Art Song is the Focus of Binder’s Pittsburgh Song Collaborative

“Art song” is the musical setting of a poem for piano and voice—and the focus of the Pittsburgh Song Collaborative, an ensemble now based in Duquesne’s Mary Pappert School of Music.

The collaborative will present its inaugural concert as a Duquesne ensemble on Saturday, Sept. 14, with Hugo Wolf’s Italian Songbook at 7:30 p.m. in the PNC Recital Hall. The performance will feature Assistant Professor of Music Dr. Benjamin Binder on piano and two singers, Adjunct Professor of Voice Sari Gruber and guest artist Daniel Teadt.

Art song relies on the interplay between piano and voice, explained Binder. “The composer interprets the poem in the way he writes both parts. In this context, the piano can do all kinds of things. It musically evokes the imagery found in the poem, and it creates the mood of the scene. It can even tell you what the singer is thinking even if the poem being sung doesn’t state it outright.”

The Italian Songbook, described by Binder as a masterpiece of the 19th-century art song repertoire, is based on Italian folk poems translated into German by poet Paul Heyse. “These are poems about love and lovers in a folk village—they’re ribald, sentimental, temperamental, hilarious and everything in between. They don’t form a drama per se, but they give us little variations on the theme of the relationship between the sexes.

English translations of the lyrics will be projected onto the stage during the performance.

Through the Pittsburgh Song Collaborative, which he founded in 2010, Binder has performed classical art song in the Pittsburgh region and beyond.
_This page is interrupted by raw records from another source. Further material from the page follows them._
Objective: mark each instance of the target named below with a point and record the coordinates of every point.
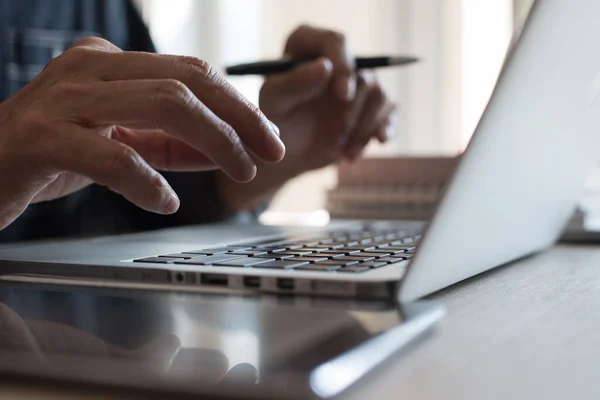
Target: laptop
(511, 195)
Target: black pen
(284, 65)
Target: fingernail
(351, 89)
(275, 128)
(247, 169)
(173, 202)
(353, 153)
(390, 132)
(277, 149)
(345, 89)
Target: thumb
(281, 93)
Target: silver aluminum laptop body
(512, 194)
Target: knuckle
(123, 159)
(377, 93)
(69, 90)
(172, 95)
(336, 38)
(76, 55)
(202, 68)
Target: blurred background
(462, 44)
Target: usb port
(252, 282)
(214, 279)
(285, 283)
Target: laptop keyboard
(332, 252)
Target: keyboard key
(285, 264)
(356, 257)
(374, 264)
(332, 254)
(275, 249)
(319, 267)
(391, 260)
(295, 252)
(388, 250)
(310, 259)
(346, 251)
(364, 247)
(157, 260)
(277, 256)
(219, 250)
(245, 262)
(315, 249)
(177, 255)
(339, 262)
(368, 254)
(210, 260)
(401, 248)
(249, 253)
(354, 269)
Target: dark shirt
(32, 33)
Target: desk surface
(528, 330)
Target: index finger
(308, 41)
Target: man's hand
(325, 109)
(98, 114)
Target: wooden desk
(530, 330)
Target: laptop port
(252, 282)
(214, 279)
(285, 283)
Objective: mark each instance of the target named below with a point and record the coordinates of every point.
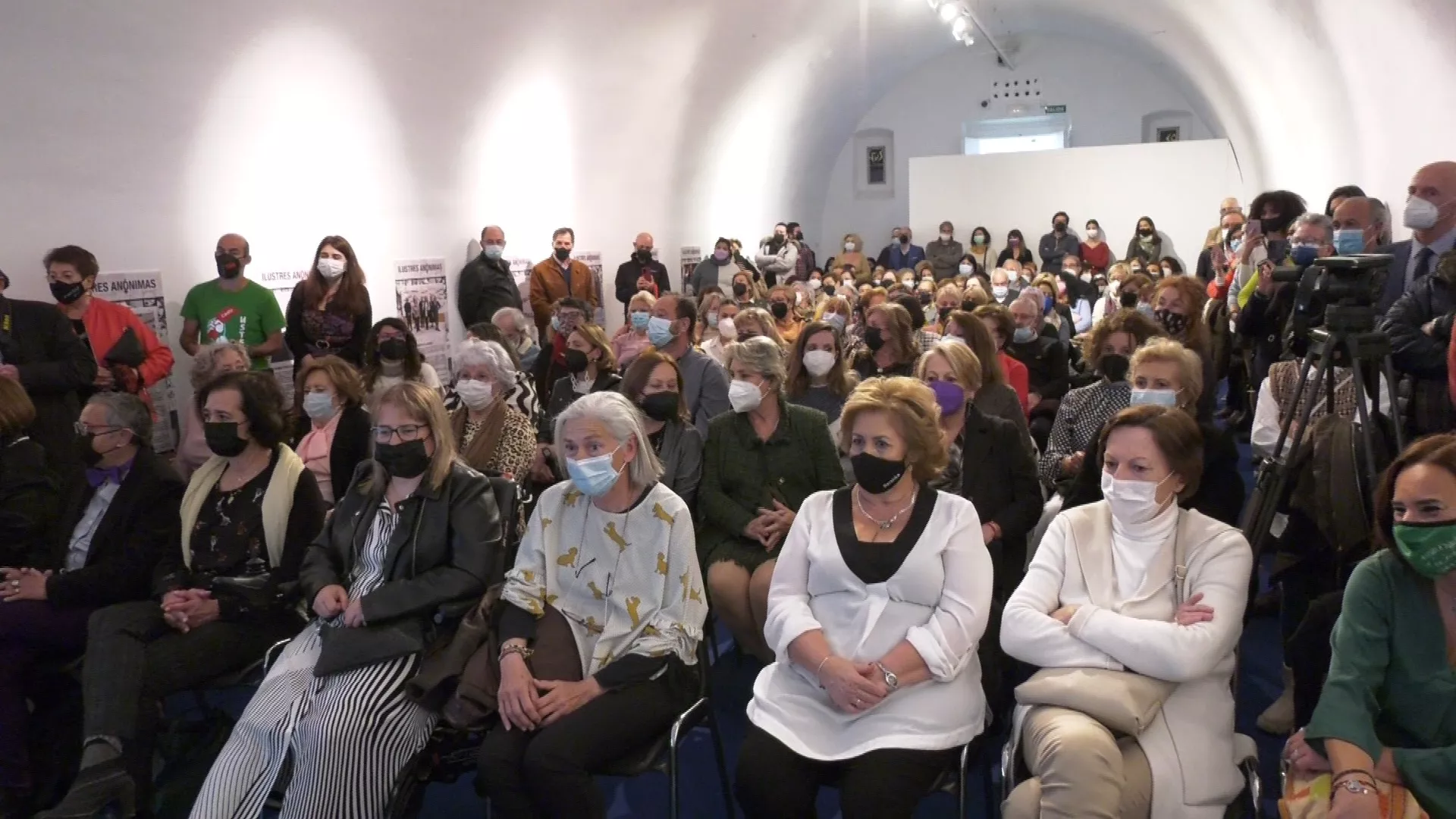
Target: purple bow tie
(96, 477)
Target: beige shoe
(1279, 719)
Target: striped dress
(351, 733)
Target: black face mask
(394, 349)
(874, 338)
(576, 362)
(1114, 366)
(228, 265)
(877, 475)
(67, 293)
(660, 406)
(223, 441)
(402, 460)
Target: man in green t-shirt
(232, 308)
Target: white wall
(1107, 95)
(1024, 191)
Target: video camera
(1338, 293)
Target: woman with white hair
(612, 553)
(209, 363)
(492, 436)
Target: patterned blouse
(1079, 422)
He incorporates his scholarly study of art song into the concert. “I often lecture during the concert, presenting my recent musicological research to help the audience get deeper into the music,” he said. “The Pittsburgh Song Collaborative, in a sense, also ‘collaborates’ across the discipline of music, because music performance and musicology are woven together in the concerts.  And art song is itself collaborative and interdisciplinary, since it involves music and poetry.”
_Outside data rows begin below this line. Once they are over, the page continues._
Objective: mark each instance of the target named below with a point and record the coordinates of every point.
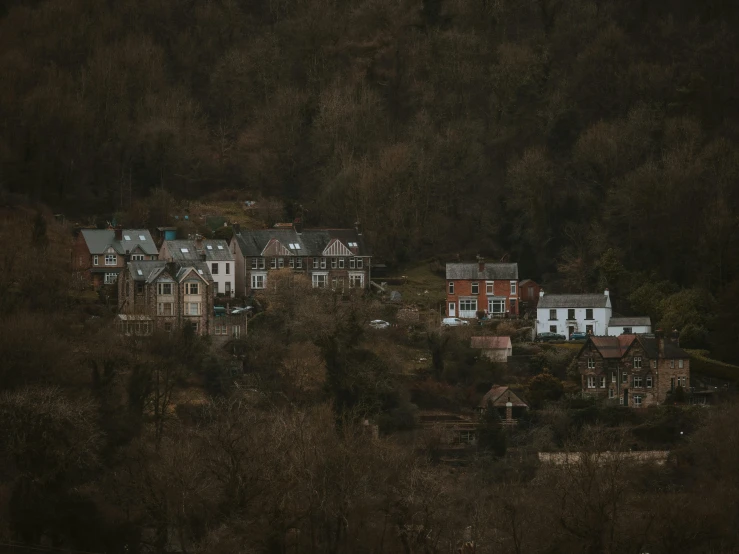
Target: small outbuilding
(509, 405)
(496, 349)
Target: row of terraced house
(167, 284)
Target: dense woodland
(594, 142)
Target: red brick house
(480, 286)
(99, 255)
(633, 370)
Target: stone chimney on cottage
(660, 336)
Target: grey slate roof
(490, 272)
(572, 301)
(209, 248)
(672, 350)
(312, 241)
(629, 321)
(149, 271)
(98, 240)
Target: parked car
(453, 322)
(550, 337)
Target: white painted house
(573, 313)
(215, 253)
(629, 326)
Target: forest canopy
(552, 131)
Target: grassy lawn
(422, 286)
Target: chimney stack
(660, 343)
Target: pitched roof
(573, 301)
(148, 271)
(98, 240)
(672, 350)
(629, 321)
(311, 242)
(498, 394)
(188, 250)
(491, 343)
(490, 272)
(612, 347)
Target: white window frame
(161, 288)
(258, 281)
(319, 280)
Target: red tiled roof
(491, 343)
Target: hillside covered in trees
(593, 142)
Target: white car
(453, 322)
The organization’s performances, Binder emphasized, do not simply involve getting up on a stage to play and sing art songs. “I’m trying to find creative ways of collaborating with artists in other disciplines to bring the poetry and music to life for the audience, to make these songs more accessible,” said Binder, who has worked with curators at the Carnegie Museum of Art in performances there and played a concert that involved newly commissioned works of photography.